28 août 2009
Comment abordez-vous l'université d'été du PS à LaRochelle?
J'y vais préoccupé. Il n'y a pas événement plus imprévisible que LaRochelle. J'espère que les défis que nous avons devant nous seront au coeur des échanges médiatiques. Il faut concentrer nos messages sur les questions économiques et sociales. On ferait une mauvaise université si nous n'avions comme préoccupation que l'alliance avec le MoDem et le mode de désignation du candidat pour 2012.
Martine Aubry s'est finalement exprimée sur la question des primaires, tout en restant imprécise sur leurs modalités. Quelle est votre position?
Elle a bien fait de s'exprimer mais, en même temps, il fallait qu'elle garde quelque chose à dire pour LaRochelle, sinon les journalistes diront qu'elle n'a rien dit si elle ne parle que des questions économiques. Pour moi, les primaires sont une évidence et il faut que leurs modalités soient arrêtées le plus rapidement possible car plus on approchera de l'échéance et plus cette question sera préemptée par le candidat que l'on souhaite.

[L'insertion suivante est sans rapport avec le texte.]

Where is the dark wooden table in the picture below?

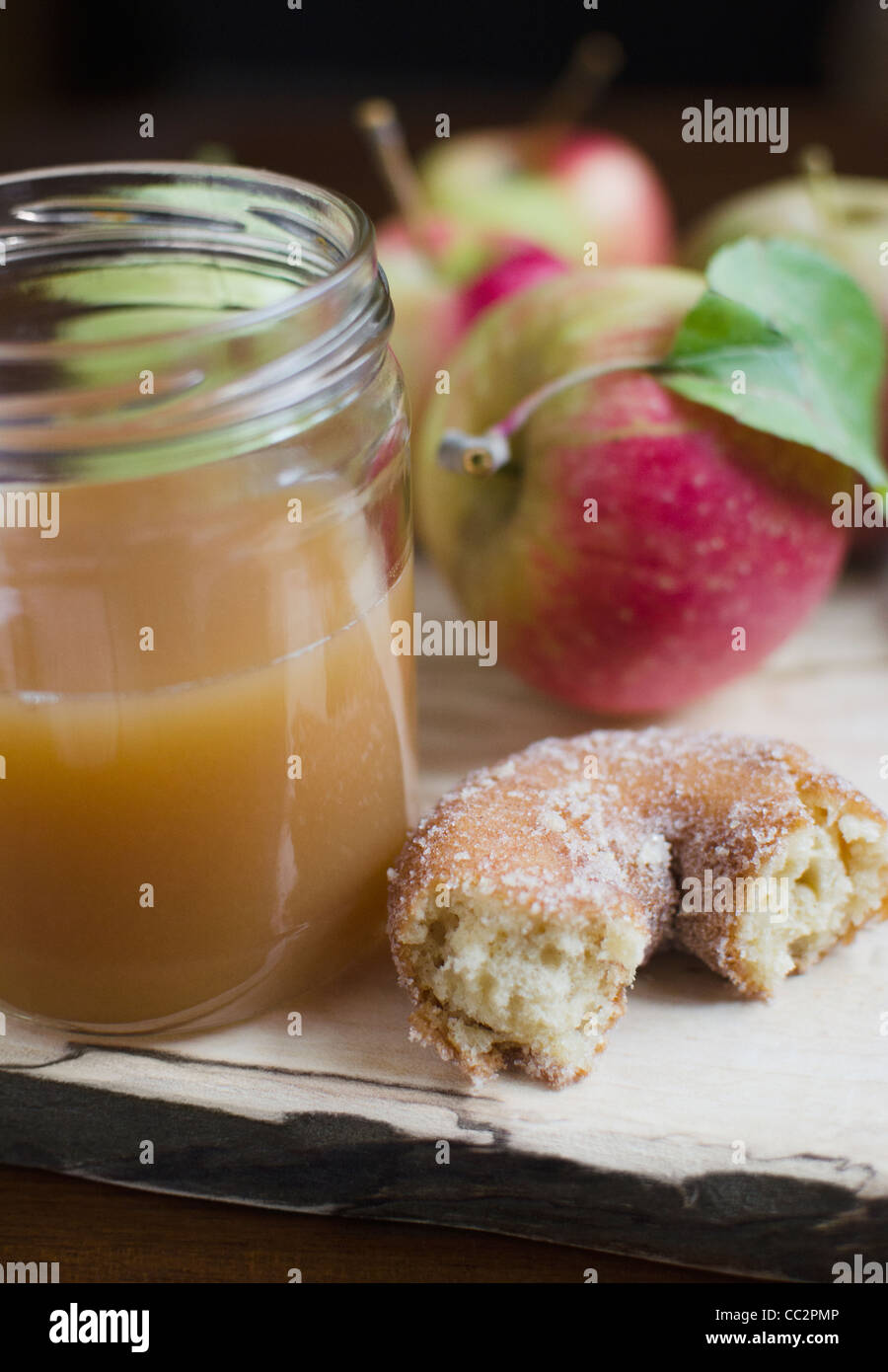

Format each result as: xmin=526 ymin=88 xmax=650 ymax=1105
xmin=0 ymin=1168 xmax=745 ymax=1283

Faut-il les ouvrir à toute la gauche?
Bien sûr. Il ne faut pas commencer par mettre des freins. Il faut qu'il y ait beaucoup de monde à venir voter et que le choix des candidats soit le plus large possible. Les primaires ne sont évidemment intéressantes que si elles sont ouvertes à toute la gauche. Sinon, le premier tour de l'élection se transformera en nouvelles primaires.
La question des alliances fait également l'objet de multiples déclarations. Quelle est votre position?

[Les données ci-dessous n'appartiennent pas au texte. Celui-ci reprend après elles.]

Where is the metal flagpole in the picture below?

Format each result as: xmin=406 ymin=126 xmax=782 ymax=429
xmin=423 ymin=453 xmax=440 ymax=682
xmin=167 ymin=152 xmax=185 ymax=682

Je n'ai de fatwa contre personne, mais une alliance ne se décrète pas. On doit d'abord rassembler ceux avec qui on partage quelque chose. Si on plaque le problème de l'alliance avec le MoDem à la Bretagne, la question n'est pas: est-ce que les socialistes doivent proposer au MoDem d'être sur leur liste, mais est-ce que Bruno Joncour pense avoir des points communs avec Jean-Yves Le Drian et est-ce que Jean-Yves Le Drian a des points communs avec Bruno Joncour.